I lurk alot and don't post much, but I just couldn't help myself this time. My friend and I have hit the same gold/happy wall and it has caused me to re-evaluate things. So I thought I'd share
One conclusion I've come to (and this may have been obvious to others) is that the early game has changed drastically due to expansion being tied to two factors now. Before, rate of expansion was all about happiness. You could increase your gold simply by planting a new city along a river or a decent coast and the number of cities you could throw down was limited by happiness.
By removing gold from coast and rivers it has added a second dimension to expansion. You can still throw down as many cities as you have happiness and not incur any gold loss, but now your development of those cities and the size of the army needed to protect them is tied to gold. You no longer get a free pass on the gold, it has to be thought out and managed.
That is the core idea that has been slapping me in the face when I tried to rush out and do what I've normally done.
The way I am currently tackling that is to play about a 100 turns and restart to keep trying different methods to see what is working best.
There appear to be two factors that greatly ease your difficulties. The first is being much more careful on your city placement. I used to build cities strategically to block other empires or hold important areas, or hell, just to make barbarians stay away from my higher developed cities. Now, my second and third cities are place with gold producing luxuries in mind even if I have to travel a little bit to get to it.
The second factor is of course the policies. Tradition has always been good for growing tall cities, but I've used it plenty of times for city spamming tactics. Now however I am finding that I rely on the Monarchy pick a lot and grow my starting city large even if I'm doing a spamming tactic.
I apologize if this sounds like I know what I'm doing, that's not the case, I'm just sharing what I've been thrashing around with in case it helps.
For the early game, I find getting a trade route up way more difficult than just building it and doing it. The reason of course is Gold. Unless you are lucky to have a trade opportunity close by you are going to have to protect it with stationed troops which cost money. You can NOT afford to build roads early on until your cities are big enough to offer income to offset it. That leaves you pulling money from luxuries.
My solution to help get a handle on this so I can learn more about the game is to Go with the Tradition tree and focus on building a large capital no matter what strategy you employ.

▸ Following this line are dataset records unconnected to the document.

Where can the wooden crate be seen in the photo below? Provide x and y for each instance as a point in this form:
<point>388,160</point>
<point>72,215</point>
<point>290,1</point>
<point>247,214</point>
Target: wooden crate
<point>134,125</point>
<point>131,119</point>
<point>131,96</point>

You get a 1/2 off discount to unhappiness and a nice boost to gold and science. When you combine this with picking cities based off of nearby luxuries as a priority you can field an army and build some buildings in your cities without going into the poor house.
This I'm finding is buying me enough time to get to markets and properly establish a protected trade route or two.
If your problem is learning the early game like me, I highly suggest you try the Shoshone as your starting civ. They are masters of the early game and allow for a massive boost with every ruin you find. My choices were Culture for the first ruin, upgrade the pioneer to a Composite bowman with the second and then I focused on taking Faith whenever it became available and population for the starting city and then gold as the fall back.
In addition to that flexibility you get bonus defense for all troops in your territory and your starting cities have about double the starting culture squares allowing you to settle near luxuries and almost always have them in your border even if they are two or sometimes three hexes away.
I don't believe there is a more powerful early game civ than them and I feel it is the perfect civ to start learning with if you're finding the early game difficult due to this gold dynamic change like me.